I'm trying to strip a bunch of websites down to their domain names i.e:
https://www.facebook.org/hello
becomes facebook.org
.
I'm using the regex pattern finder:
(https?:\/\/)?([wW]{3}\.)?([\w]*.\w*)([\/\w]*)
This catches most cases but occasionally there will be websites such as:
http://www.xxxx.wordpress.com/hello
which I want to strip to xxxx.wordpress.com
.
How can I identify those cases while still identifying all other normal entries?
You expression seems to be working perfectly fine and it outputs what you might want to. I only added an i
flag and slightly modify it to:
(https?:\/\/)?([w]{3}\.)?(\w*.\w*)([\/\w]*)
If this wasn't your desired expression, you can modify/change your expressions in regex101.com.
You can also visualize your expressions in jex.im:
# coding=utf8
# the above tag defines encoding for this document and is for Python 2.x compatibility
import re
regex = r"(https?:\/\/)?([w]{3}\.)?(\w*.\w*)([\/\w]*)"
test_str = ("https://www.facebook.org/hello\n"
"http://www.xxxx.wordpress.com/hello\n"
"http://www.xxxx.yyy.zzz.wordpress.com/hello")
subst = "\\3"
# You can manually specify the number of replacements by changing the 4th argument
result = re.sub(regex, subst, test_str, 0, re.MULTILINE | re.IGNORECASE)
if result:
print (result)
# Note: for Python 2.7 compatibility, use ur"" to prefix the regex and u"" to prefix the test string and substitution.

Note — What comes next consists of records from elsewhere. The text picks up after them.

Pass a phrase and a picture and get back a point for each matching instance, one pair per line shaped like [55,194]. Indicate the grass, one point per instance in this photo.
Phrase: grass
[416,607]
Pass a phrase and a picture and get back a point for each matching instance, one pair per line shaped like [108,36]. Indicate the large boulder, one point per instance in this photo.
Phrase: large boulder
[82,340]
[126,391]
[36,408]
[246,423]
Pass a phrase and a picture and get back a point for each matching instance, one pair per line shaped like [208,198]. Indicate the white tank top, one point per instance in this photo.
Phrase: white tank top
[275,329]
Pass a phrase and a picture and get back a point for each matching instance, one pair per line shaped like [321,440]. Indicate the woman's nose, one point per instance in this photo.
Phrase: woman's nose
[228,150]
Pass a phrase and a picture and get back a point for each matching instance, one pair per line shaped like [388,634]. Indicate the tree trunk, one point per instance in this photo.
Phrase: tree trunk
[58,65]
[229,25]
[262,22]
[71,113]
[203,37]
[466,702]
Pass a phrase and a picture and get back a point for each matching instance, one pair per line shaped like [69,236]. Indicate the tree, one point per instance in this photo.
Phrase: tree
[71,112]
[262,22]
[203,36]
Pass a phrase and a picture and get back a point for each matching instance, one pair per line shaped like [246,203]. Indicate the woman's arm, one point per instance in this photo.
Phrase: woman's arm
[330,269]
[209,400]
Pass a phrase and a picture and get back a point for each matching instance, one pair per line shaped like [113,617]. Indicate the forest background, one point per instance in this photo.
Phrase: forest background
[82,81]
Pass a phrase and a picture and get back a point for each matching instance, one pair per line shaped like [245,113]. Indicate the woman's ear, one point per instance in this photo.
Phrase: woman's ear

const regex = /(https?:\/\/)?([w]{3}\.)?(\w*.\w*)([\/\w]*)/gmi;
const str = `https://www.facebook.org/hello
http://www.xxxx.wordpress.com/hello
http://www.xxxx.yyy.zzz.wordpress.com/hello`;
const subst = `$3`;
// The substituted value will be contained in the result variable
const result = str.replace(regex, subst);
console.log('Substitution result: ', result);